Do a little searching and you can find similar tests by the truckload. Dedicated Bud Light drinkers can’t tell the difference if you replace their beer with Coors Light. If you slap an expensive label on a bottle of cheap wine, the snobbiest wine snob you know will be hoodwinked, praising the wine and your good taste. Fill an Aquafina bottle with tap water and the most tap-averse of your friends will gladly swig it down. Wrap a block of store brand cheddar cheese in a label from some artisan cheese place, put the Ritz crackers in a fancy package, and nobody at your hoity-toity wine-and-cheese party will know the difference.

Face it, Coke, Pepsi, and the store-bought cola all taste like battery acid. In a blind taste test, almost nobody can tell the difference.

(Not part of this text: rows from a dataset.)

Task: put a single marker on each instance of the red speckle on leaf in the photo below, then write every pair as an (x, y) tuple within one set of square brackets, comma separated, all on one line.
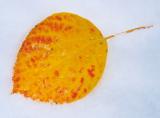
[(42, 39), (56, 73), (91, 71), (82, 80), (74, 94), (68, 28)]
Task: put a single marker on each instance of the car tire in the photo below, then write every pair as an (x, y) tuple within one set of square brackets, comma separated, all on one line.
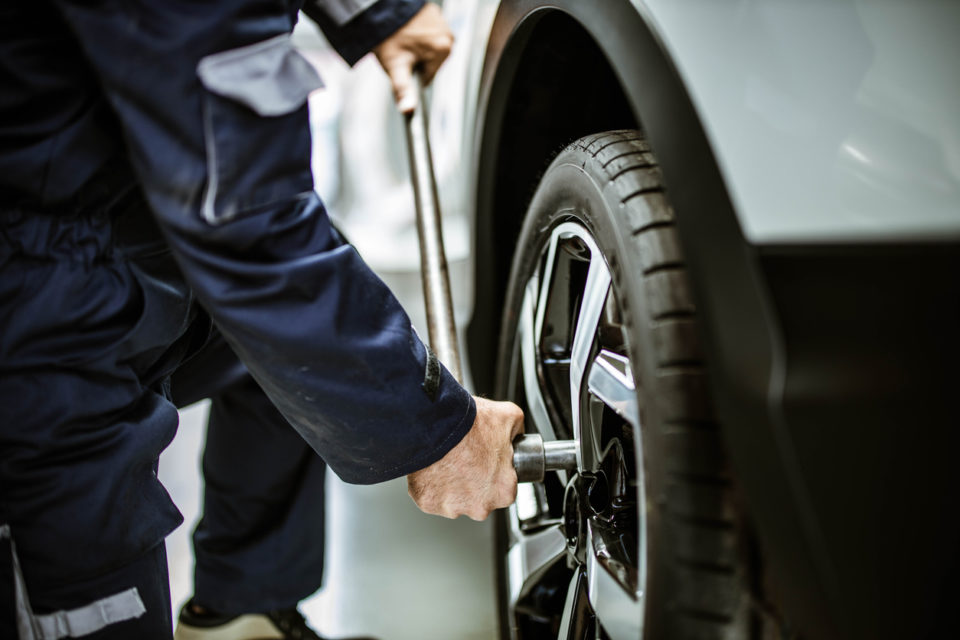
[(600, 344)]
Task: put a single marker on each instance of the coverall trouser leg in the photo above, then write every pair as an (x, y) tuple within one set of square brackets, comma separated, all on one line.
[(95, 318), (259, 544)]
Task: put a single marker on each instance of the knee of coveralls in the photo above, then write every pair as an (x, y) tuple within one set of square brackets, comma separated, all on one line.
[(259, 544), (92, 327)]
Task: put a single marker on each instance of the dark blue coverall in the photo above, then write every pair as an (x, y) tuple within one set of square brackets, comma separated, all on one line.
[(156, 203)]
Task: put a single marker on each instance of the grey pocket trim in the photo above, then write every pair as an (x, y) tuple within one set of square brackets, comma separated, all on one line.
[(74, 623), (270, 77)]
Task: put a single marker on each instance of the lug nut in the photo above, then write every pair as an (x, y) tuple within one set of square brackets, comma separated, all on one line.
[(532, 457)]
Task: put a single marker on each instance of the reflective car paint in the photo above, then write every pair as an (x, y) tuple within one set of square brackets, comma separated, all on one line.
[(830, 121)]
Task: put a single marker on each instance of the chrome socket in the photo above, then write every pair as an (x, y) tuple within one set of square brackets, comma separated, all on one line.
[(532, 457)]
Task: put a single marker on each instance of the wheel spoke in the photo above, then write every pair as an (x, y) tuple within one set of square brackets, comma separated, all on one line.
[(611, 380), (536, 407), (619, 610), (532, 553), (577, 618), (591, 307)]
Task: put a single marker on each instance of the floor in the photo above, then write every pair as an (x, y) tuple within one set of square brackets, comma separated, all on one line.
[(392, 571)]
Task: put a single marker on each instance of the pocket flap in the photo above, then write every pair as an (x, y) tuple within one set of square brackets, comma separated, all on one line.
[(270, 77)]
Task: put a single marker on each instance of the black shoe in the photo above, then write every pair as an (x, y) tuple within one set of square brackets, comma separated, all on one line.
[(281, 624)]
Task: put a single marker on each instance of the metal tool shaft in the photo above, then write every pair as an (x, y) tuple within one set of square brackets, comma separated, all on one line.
[(532, 457), (441, 326)]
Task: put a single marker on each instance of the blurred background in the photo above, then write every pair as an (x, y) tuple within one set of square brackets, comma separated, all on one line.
[(391, 572)]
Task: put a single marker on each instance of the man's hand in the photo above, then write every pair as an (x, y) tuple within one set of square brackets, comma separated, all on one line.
[(424, 42), (477, 475)]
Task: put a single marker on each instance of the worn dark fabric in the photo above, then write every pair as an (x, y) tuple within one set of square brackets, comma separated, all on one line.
[(131, 196), (260, 542), (95, 317)]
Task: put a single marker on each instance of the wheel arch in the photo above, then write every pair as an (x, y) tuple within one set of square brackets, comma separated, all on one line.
[(526, 115)]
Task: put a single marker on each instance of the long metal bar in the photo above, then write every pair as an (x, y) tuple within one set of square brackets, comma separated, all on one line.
[(441, 325)]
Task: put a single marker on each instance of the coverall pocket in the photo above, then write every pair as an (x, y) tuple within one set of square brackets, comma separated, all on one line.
[(256, 127)]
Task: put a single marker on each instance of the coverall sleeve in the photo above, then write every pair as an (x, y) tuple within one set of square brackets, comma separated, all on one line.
[(211, 101), (354, 27)]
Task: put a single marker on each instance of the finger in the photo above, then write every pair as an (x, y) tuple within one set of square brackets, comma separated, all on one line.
[(401, 79), (439, 52), (517, 427)]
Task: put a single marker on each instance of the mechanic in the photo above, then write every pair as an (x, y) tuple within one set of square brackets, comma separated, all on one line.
[(156, 202)]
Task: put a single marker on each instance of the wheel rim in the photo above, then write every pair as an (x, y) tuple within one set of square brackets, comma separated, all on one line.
[(576, 545)]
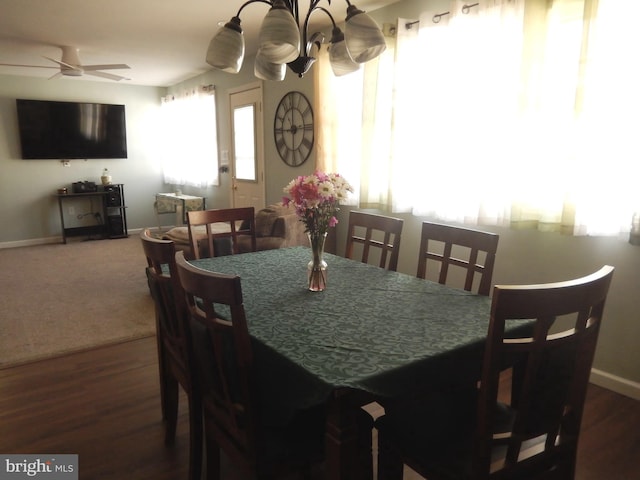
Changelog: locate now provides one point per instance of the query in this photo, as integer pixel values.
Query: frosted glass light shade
(266, 70)
(226, 49)
(279, 37)
(363, 36)
(341, 62)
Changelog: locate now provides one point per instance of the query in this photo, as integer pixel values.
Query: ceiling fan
(70, 66)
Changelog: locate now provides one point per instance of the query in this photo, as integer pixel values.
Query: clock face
(293, 129)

Store brand canned goods are often packaged in the same plant as national brands. The only difference is the label that gets stuck to the can at the end of the line. The contents are no different.

Of course, you can tell people this all you like. Hell, most of your friends will agree. Except, of course, they can tell the difference. Sure. And everybody in the country thinks he’s an excellent driver.

The truth is that the vast majority of people (and that almost certainly includes you and me) can’t tell the difference between the $5 chardonnay and the $50 chardonnay, whether you’re drinking tap water or Dasani, or whether the eggs are organic, free-range, or factory-farmed.

Face it, the reason you can’t tell any difference is because there isn’t a significant difference. Get over it. Or at least admit that your preferences are based on marketing hype, snobbishness, or something other than actual taste.